To understand how marketers use AI agents, it helps to first understand AI agents themselves. This starts with knowing the difference between two key types of AI: generative AI and agentic AI. Generative AI creates original content based on a user’s prompt. Agentic AI can decide and act on its own, pursuing complex goals with little supervision.
AI assistants exist along a continuum. On one end are rule-based chatbots that follow predefined scripts. Followed by more advanced virtual assistants, and then assistants powered by generative AI and large language models (LLMs), which can handle single-step tasks. At the top of this progression are AI-powered agents, which operate autonomously. These agents make decisions, design workflows and use function calling to connect with external tools to fill gaps in their knowledge.
AI agents go far beyond simple marketing automation. While AI tools like basic chatbots might deliver scripted responses, AI agents can interpret input, reason through options and make context-aware decisions across multiple platforms. They adapt their behavior over time and can break large goals into smaller steps, supporting complex marketing strategies with minimal oversight.
For example, IBM’s own transformation team collaborated with IBM HR to deliver a simplified, personalized and data-driven employee self-service experience. Now 94% of IBM’s company-wide, lower-level HR queries are answered by our AskHR digital agent, freeing up HR professionals to focus on more complex issues.2
To accomplish such results, AI agents rely on a combination of technologies. Machine learning helps them recognize patterns and make predictions. Natural language processing (NLP) enables them to understand and generate human language, and generative AI gives them the ability to create original content.
These agents are typically powered by AI models trained on large datasets to support reasoning and personalization. Just as important is their connection to external systems—like customer relationship management (CRM) and application programming interface (API)—which allows them to pull relevant data, personalize interactions and act in real-world environments.

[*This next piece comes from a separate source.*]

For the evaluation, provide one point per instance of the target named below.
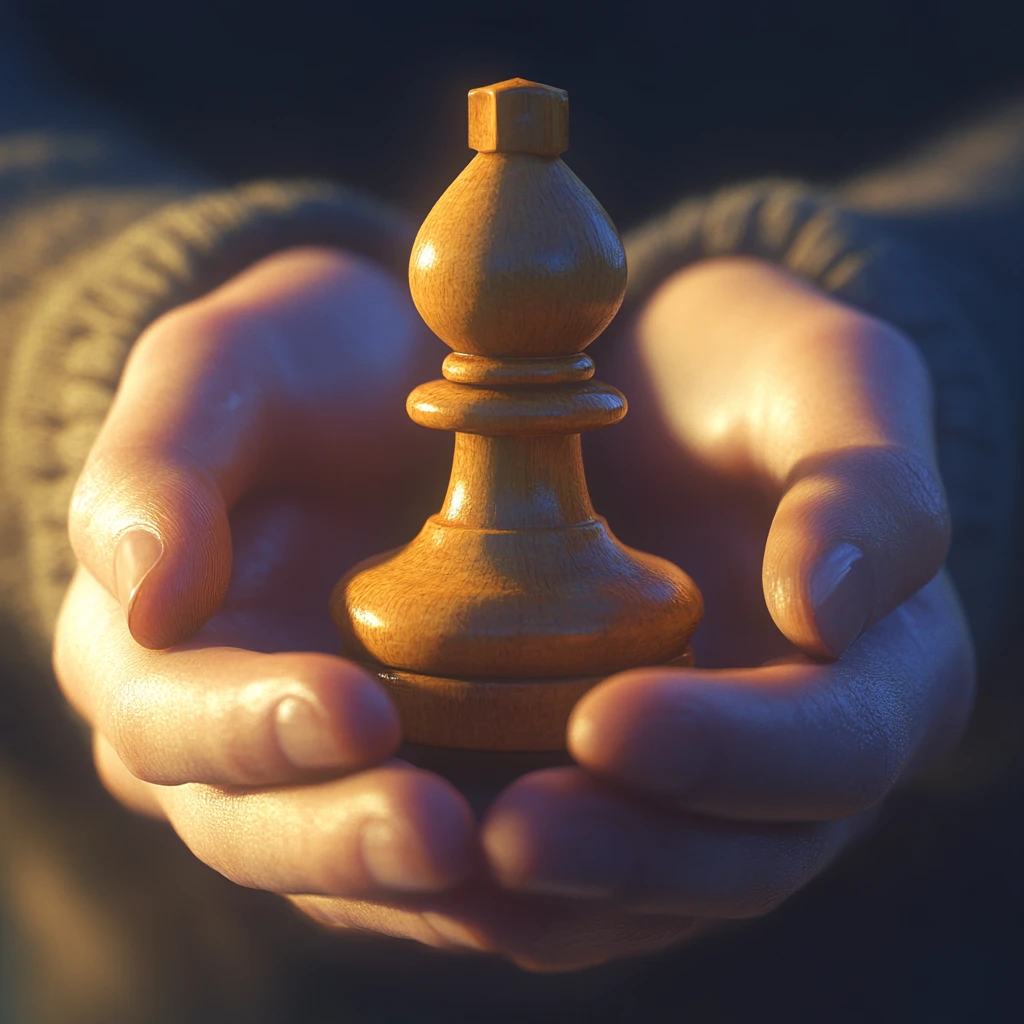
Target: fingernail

Rather than just answering a product question, for example, an AI agent might recognize a customer’s intent to purchase based on the line of questions and collected customer data. The agent can then summarize key features, offer a discount and follow up with personalized product recommendations. The agent takes these steps without receiving explicit prompts.

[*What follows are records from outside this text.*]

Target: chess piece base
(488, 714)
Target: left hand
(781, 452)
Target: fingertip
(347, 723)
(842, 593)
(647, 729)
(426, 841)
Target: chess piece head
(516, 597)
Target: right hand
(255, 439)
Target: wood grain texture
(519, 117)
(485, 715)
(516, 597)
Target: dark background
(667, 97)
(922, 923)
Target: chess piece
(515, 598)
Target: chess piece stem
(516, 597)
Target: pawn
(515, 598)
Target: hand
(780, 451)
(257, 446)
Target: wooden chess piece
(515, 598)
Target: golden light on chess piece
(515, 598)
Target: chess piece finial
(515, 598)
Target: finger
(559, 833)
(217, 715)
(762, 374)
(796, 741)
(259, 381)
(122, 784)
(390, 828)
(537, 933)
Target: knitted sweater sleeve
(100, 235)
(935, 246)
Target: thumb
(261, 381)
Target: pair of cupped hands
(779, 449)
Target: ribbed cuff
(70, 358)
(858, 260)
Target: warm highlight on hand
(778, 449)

A single AI agent might handle a relatively simple repetitive task like updating CRM records or replying to a customer query. In more advanced applications, multiagent systems act like intelligent teams. These agents can delegate subtasks, share information and coordinate across tools to complete complex workflows, including planning campaigns, generating content variations, distributing materials and analyzing performance.
This ability to collaborate sets AI agents apart from traditional assistants. By sharing insights and dividing responsibilities, agents can handle interdependent tasks and carry context from one process to another—making marketing operations more intelligent, adaptive and efficient.